You could cut a slot in the gate so the strap fits into it without bending, for an even stronger hinge structure.

A really simple way of spanning a 12+ to 16" space is to corbel in the walls until a standard firebrick can span them. 9" long firebricks can be turned to project 3 or 4 inches into the space, and if the ends are 8" apart, 9" firebricks will close the top safely. This gives a clear interior width of 14" or 16". Add another course of firebrick continuing the original walls, to weight the corbelled bricks and strengthen the construction.

Since the water should never be in contact with the combustion core (so as not to steal heat from the fire and cool it and make it less efficient), the same setup I suggested before would work with an insulated firebrick core.

You didn't mention before that you plan to use exclusively woodchips as fuel. This makes your feed tube sensible, and also changes the parameters for how your firebox should be designed. Other people on Permies have experimented with woodchip feeders, and you might benefit from researching their efforts. An exposed metal feed which would tend to shed excess heat easily may be good, while a firebrick burn tunnel would let the heat build up for efficient combustion. I think you would want a smaller air supply opening. Reading about batch box primary and secondary air supply at batchrocket.eu should help you figure out a good system, even though it is geared to burning solid wood.

Given that it appears that you only want to heat water, not have a solid mass, I think any coil around the "barrel" is going to miss a large fraction of the heat harvesting. What I would suggest is a larger barrel with a hole cut in its bottom and welded or sealed around the lower edge of your existing barrel. Fill the outer barrel with water up to above the top of the inner barrel, and you will have a "ring" of hot water that you can pipe directly to your spaces for radiation, or submerge a coil in to heat the circulating water.

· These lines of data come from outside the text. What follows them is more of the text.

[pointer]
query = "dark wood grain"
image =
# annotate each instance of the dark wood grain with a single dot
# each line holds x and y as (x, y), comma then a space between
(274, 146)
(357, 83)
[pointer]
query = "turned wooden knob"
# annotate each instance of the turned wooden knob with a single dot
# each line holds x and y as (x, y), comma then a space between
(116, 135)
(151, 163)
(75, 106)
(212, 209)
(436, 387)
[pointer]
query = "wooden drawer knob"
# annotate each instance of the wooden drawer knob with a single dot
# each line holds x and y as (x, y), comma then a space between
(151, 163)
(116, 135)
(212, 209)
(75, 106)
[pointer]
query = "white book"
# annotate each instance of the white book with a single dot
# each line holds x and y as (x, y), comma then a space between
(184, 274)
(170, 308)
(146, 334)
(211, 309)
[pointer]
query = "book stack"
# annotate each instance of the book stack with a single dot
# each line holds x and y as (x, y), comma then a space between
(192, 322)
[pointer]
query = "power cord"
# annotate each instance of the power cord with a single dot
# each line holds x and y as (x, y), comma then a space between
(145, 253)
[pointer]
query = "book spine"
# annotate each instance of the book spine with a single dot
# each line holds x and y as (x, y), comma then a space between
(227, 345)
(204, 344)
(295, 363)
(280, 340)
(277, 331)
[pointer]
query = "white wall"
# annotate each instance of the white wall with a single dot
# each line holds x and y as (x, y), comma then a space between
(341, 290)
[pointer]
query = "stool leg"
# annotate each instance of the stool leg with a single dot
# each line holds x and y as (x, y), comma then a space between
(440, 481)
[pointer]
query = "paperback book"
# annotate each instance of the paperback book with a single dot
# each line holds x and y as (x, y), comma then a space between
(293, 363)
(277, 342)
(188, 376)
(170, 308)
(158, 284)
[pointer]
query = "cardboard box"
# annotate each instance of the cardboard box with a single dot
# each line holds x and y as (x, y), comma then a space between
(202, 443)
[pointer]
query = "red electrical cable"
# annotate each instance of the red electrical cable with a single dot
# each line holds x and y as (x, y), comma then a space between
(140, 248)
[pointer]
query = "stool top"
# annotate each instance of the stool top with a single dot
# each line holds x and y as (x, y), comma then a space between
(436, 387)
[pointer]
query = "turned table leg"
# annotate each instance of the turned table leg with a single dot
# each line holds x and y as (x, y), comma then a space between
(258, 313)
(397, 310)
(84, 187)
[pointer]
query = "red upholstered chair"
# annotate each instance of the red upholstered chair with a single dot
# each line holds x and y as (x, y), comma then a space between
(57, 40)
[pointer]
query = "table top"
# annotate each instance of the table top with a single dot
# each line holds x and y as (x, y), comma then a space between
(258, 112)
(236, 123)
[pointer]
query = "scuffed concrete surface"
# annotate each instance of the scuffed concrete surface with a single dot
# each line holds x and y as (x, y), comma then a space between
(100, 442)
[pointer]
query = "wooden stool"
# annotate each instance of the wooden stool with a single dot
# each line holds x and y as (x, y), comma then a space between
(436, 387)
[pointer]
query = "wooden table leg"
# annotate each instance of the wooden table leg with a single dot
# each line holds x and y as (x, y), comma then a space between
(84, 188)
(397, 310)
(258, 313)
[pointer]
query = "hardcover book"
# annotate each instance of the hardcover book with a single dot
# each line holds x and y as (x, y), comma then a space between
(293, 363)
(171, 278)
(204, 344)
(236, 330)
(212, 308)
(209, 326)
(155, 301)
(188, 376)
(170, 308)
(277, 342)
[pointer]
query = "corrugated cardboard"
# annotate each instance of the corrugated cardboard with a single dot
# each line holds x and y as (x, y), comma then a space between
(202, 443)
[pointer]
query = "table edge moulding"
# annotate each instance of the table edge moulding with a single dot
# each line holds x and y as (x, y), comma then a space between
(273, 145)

I note that you have copied the typical youtube rocket stoves made of metal. These are inherently less efficient than a properly built rocket mass heater which has to be made of masonry or other non-metallic refractory material, and the combustion core highly insulated. If you insulate your metal rocket, the heat will destroy the metal probably in a year or so. If you don't insulate it, you will get a less than optimal burn. The lower heat range of a metal core may contribute to the lower than desired draft which is a factor in pulsing. An uninsulated riser inside the barrel will let heat radiate freely and equalize the temperatures in riser and barrel, which negates the "push" you get from the barrel cooling the exhaust gases and helping with the draft.


Another thing - I understand that corrugated exhaust pipe as you show for a chimney may have significantly more friction than smooth stovepipe, and contribute to lower draft and thus pulsing.

A flat roof requires waterproof material like concrete (including perhaps some type of coating). If you give the roof some pitch so it drains quickly, you have many more options for material as long as you have water-shedding surfaces on top. Brick arched vaulting with clay tile on top is a commonly done example. How much rain do you get? How often, and for how long at a time, does it rain? Is there a rainy season? The less heavy, extended rain you get, the wider the options for natural, non-concrete mass structure.


Your adobe house was designed backwards for your purposes. The tin roof would have largely shaded the adobe walls, so that the mass would never get hot. If you have enough rain that a tin roof makes the most sense, putting it over an earthen masonry vault, either in contact or with a little air space, might transfer enough heat from tin to vault by radiation to warm the roof mass. I would want to test a small sample on a shed or something to see how that worked.